Tackling Challenges to Reap The Benefits of a Design, Build, Deliver model

While the benefits of investing in a customer-centric, end-to-end CX journey are plentiful, there are still barriers preventing some organizations from adopting this model. A Forrester report highlighted some of the obstacles:

  • Arbitrary top-down goals: CX leaders accept top-down mandates and targets that reflect C-suite expectations. As a result, CX goals become arbitrary to satisfy executive expectations rather than reflect the effect of improved customer experiences, which can cause CX to deteriorate.

  • Score obsession: Rather than focusing on improving experiences, CX leaders can overemphasize score targets when looking at performance and setting goals.
  • Assuming constant improvement: Some leaders treat CX metrics as traditional financial metrics, such as sales and revenue, and expect continuous growth despite evidence that new experiences or uncontrollable external factors like global events or employees adapting to new ways of working can cause temporary fluctuations.

As such, a design, build, deliver approach led by one vendor requires an organizational mindset shift, but it’s worthwhile because it pays long-term dividends, including:

  • Increased customer trust, loyalty, retention and satisfaction: A customer-centric mindset delivers what customers crave: high-quality, personalized experiences at scale. In a Gallup Workplace study, companies that invested in CX achieved 25% more customer loyalty and 20% higher consumer confidence.

  • Higher revenues and greater market share: When companies focus on customers and put their needs first, customers return the favor by opening their wallets. Organizations prioritizing elevated CX achieve revenue growth 4-8% above the industry average.

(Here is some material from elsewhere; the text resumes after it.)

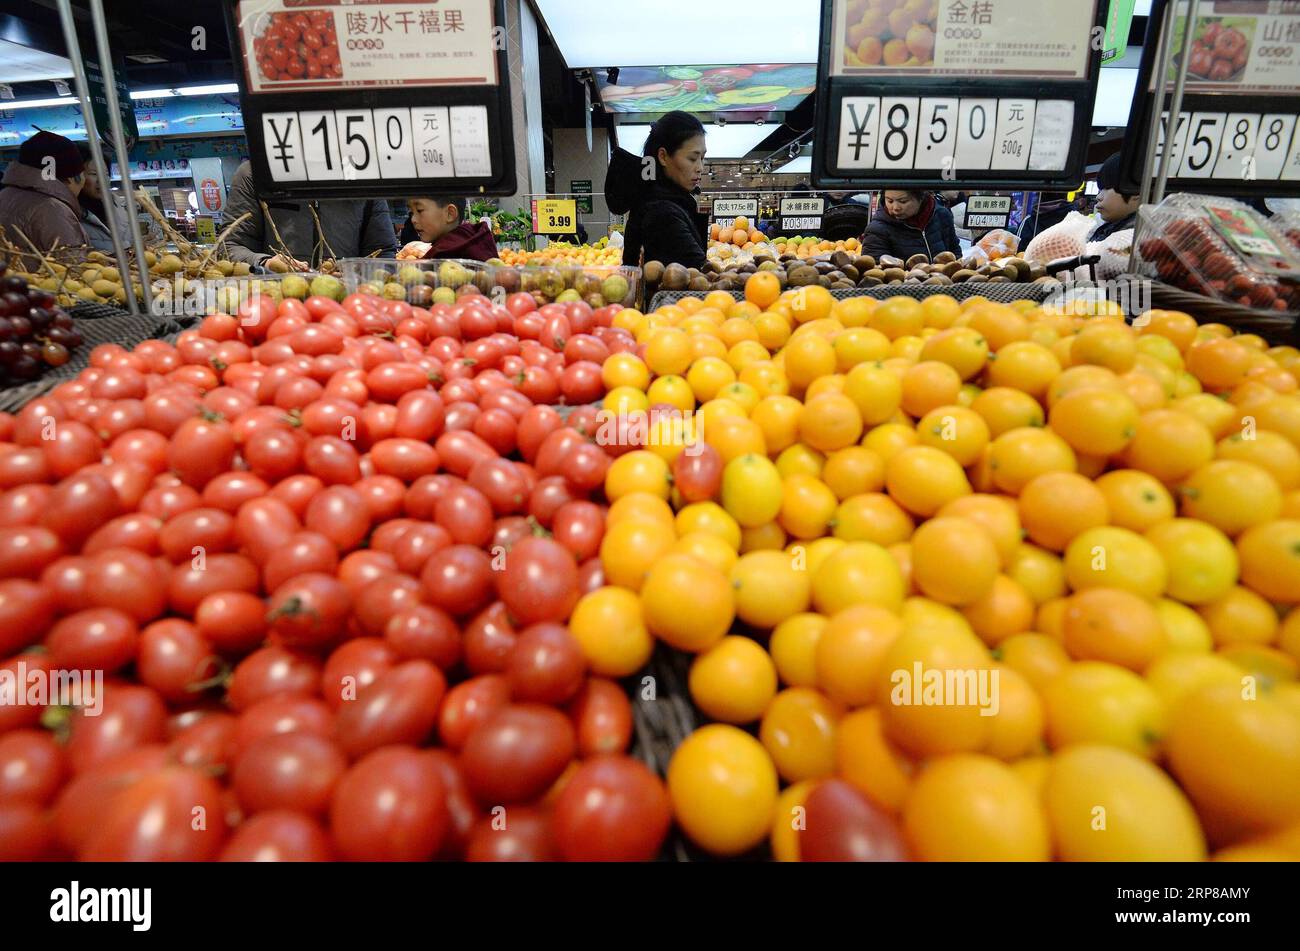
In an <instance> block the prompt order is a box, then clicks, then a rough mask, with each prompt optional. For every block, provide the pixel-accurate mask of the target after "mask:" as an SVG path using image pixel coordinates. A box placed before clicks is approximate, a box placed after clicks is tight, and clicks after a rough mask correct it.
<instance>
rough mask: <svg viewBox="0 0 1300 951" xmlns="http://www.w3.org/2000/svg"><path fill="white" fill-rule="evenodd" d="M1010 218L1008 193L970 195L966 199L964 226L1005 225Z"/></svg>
mask: <svg viewBox="0 0 1300 951" xmlns="http://www.w3.org/2000/svg"><path fill="white" fill-rule="evenodd" d="M1010 220H1011V196H1010V195H971V196H970V197H969V199H966V227H1006V226H1008V223H1009V222H1010Z"/></svg>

In a crowded market with challenging economic conditions, a design, build, deliver approach represents a unique value proposition and is a differentiator among brands. The goal for any business is to create memorable interactions that exceed customers’ expectations and nurture satisfaction and loyalty. Without a doubt, businesses that invest in a data-driven, end-to-end approach that puts the customers first will reap the rewards and position themselves for success for years to come.

Michael Ringman
Michael Ringman is the Chief Information Officer at TELUS International and has been with the company since 2012. As CIO, Michael remains focused on driving continuous innovation for both customers and team members, and has built his career on implementing technology services, especially developing public and private cloud solutions for retail, government, technology and finance verticals. Michael holds a Bachelor of Science degree in Aerospace Engineering and a Master of Science in Telecommunications, both from the University of Colorado.